On 07/24/2013 09:58 AM, Roan Kattouw wrote:
There are a few things I wish it tested, but they're mostly about how it tests things rather than what data is collected. For instance, it would be nice if the round-trip tests could round-trip from wikitext to HTML *string* and back, rather than to HTML *DOM* and back. This would help catch cases where the DOM doesn't cleanly round-trip through the HTML parser (foster-parenting for instance). It may be that this is already implemented, or that it was considered and rejected, I don't know.
Yes, we've considered this for a while now. Just not done yet since we haven't had a chance to work on the testing infrastructure in over 6 months till now.
Additionally, it might be helpful to have some tests looking for null DSRs or other broken data-parsoid stuff (because this breaks selser), and/or some sort of selser testing in general (though off the top of my head I'm not sure what that would look like).

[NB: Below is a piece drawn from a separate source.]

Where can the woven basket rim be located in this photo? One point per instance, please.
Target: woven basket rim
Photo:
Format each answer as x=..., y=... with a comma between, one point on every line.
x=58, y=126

Another fun serialization test that could be done is stripping all data-parsoid attributes and asserting that this doesn't result in any semantic diffs (you'll get lots of syntactic diffs of course).
We've on and off talked about how whether we could mimic editing on real pages and test correctness of resulting wikitext -- it is unclear at this time. So, hasn't happened yet.
Also, null DSR (* see below for what a DSR is) by itself is not a serious problem -- it just means that that particular DOM node will go through regular serialization (and *might* introduce dirty diffs). We also dont want to add a lot of noise to testing results without having a way to filter useful things out of it.
But, we could brainstorm ways of doing this on IRC.
Subbu.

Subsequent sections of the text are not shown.